About 20 Latino middle-school students from the Good Samaritan Community Center Summer Day Camp went to a farmers market on San Antonio’s West Side recently to learn about healthy food choices from medical students as part of a program at The University of Texas Health Science Center at San Antonio.

The program, Healthy Choices for Kids, for Latino children ages 10-14 from low-income families, doubles as an interprofessional elective course for university nursing and medical students. The students design a health curriculum and teach it at Good Samaritan Community Center and Krueger Middle School.

The student-designed curriculum teaches kids how to make healthy decisions regarding fitness, nutrition and healthy relationships, with the goal of reducing obesity, diabetes, violence and teen pregnancy.

The camp includes positive youth development, exercise, healthy lifestyle choices, goal setting, bullying/anger management and sexual abstinence.

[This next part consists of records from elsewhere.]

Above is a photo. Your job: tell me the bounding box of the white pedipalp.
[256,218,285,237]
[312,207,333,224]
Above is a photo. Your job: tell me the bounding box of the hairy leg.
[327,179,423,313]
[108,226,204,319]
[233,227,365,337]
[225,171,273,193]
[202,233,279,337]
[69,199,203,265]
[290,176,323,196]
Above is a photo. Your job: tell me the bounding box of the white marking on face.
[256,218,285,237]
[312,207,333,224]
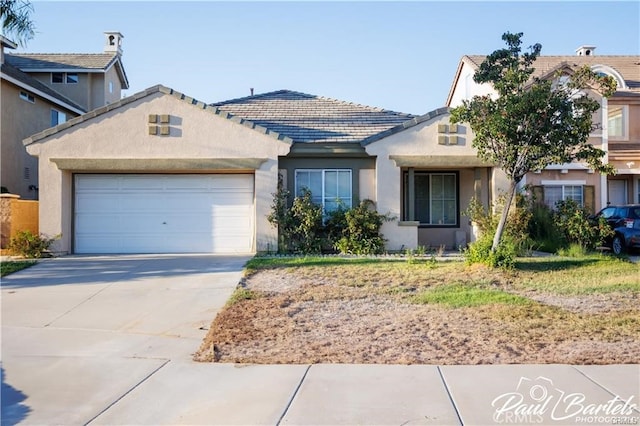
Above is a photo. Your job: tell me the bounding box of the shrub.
[334,200,391,255]
[463,234,518,269]
[267,179,323,254]
[554,199,613,250]
[528,202,567,253]
[8,231,60,258]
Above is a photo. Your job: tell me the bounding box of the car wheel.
[611,235,624,254]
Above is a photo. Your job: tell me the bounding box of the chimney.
[104,31,124,55]
[576,44,596,56]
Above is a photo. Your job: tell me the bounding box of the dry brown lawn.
[195,255,640,364]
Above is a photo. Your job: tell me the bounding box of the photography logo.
[491,376,640,425]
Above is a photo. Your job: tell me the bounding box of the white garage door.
[74,174,254,253]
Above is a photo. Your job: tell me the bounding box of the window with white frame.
[403,170,459,226]
[51,72,78,84]
[295,169,353,213]
[544,185,584,209]
[51,109,67,127]
[20,90,36,104]
[608,105,629,140]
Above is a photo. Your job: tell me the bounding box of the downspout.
[596,96,609,210]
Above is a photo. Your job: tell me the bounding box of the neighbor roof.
[447,55,640,105]
[5,53,129,89]
[0,63,86,114]
[211,90,415,143]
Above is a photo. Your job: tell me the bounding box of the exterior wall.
[366,113,504,251]
[0,80,77,200]
[27,92,290,253]
[0,194,39,249]
[102,67,122,108]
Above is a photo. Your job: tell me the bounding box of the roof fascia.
[361,107,451,146]
[1,73,86,115]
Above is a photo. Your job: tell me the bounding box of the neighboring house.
[24,86,506,253]
[447,46,640,212]
[0,32,129,199]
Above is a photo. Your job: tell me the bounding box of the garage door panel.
[74,175,254,253]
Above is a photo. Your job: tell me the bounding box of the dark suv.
[595,204,640,254]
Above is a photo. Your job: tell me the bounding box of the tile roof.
[463,55,640,92]
[211,90,415,143]
[0,63,86,113]
[5,53,118,72]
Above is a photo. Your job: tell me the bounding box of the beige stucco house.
[0,32,129,200]
[24,86,504,253]
[446,45,640,212]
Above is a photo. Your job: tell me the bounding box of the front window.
[51,109,67,127]
[403,170,459,226]
[296,169,352,213]
[608,105,628,139]
[544,185,584,209]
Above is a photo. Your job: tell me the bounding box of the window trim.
[293,168,353,212]
[50,108,68,127]
[51,72,80,84]
[401,167,460,229]
[607,105,629,141]
[542,181,586,210]
[20,90,36,104]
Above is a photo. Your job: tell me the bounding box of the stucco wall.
[0,194,39,249]
[27,91,290,252]
[0,79,76,200]
[366,113,504,250]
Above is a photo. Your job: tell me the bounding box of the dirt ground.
[195,262,640,365]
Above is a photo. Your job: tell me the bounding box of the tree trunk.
[491,180,518,252]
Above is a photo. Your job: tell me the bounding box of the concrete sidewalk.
[2,255,640,425]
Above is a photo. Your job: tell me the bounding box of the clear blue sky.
[17,1,640,114]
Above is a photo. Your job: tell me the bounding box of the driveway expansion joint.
[276,364,312,426]
[85,359,171,425]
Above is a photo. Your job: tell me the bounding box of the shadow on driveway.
[0,254,251,289]
[0,367,31,426]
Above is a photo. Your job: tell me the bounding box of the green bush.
[267,180,324,254]
[463,234,518,269]
[8,231,60,258]
[528,202,567,253]
[333,200,391,255]
[554,199,613,251]
[267,181,391,255]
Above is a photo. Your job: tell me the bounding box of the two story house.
[0,32,129,199]
[446,45,640,212]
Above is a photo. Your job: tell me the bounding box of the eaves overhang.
[50,158,268,173]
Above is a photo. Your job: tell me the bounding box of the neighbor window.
[51,109,67,126]
[403,170,459,226]
[608,105,629,139]
[544,185,584,209]
[295,169,352,213]
[20,91,36,104]
[51,72,78,84]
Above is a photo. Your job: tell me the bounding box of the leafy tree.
[451,32,616,255]
[0,0,35,45]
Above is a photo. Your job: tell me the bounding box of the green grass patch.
[513,255,640,295]
[411,283,532,308]
[0,261,36,277]
[245,256,397,273]
[227,288,261,307]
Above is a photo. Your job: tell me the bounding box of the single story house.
[24,86,507,253]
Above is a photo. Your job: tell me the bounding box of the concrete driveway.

At the farmers market, the children learned that eating more fresh fruits and vegetables can combat childhood obesity, and that fresh produce is available for a reasonable price in their area of town. The children were each given $2 to buy fruit.

“They purchased some fruit and then went back to the center and made healthy smoothies to demonstrate different ways fruits can be used in the diet,” said Dr. Adelita G. Cantu, assistant professor of chronic nursing care, who teaches the elective course with Dr. Ruth Berggren, director of the Center for Medical Humanities & Ethics at the Health Science Center.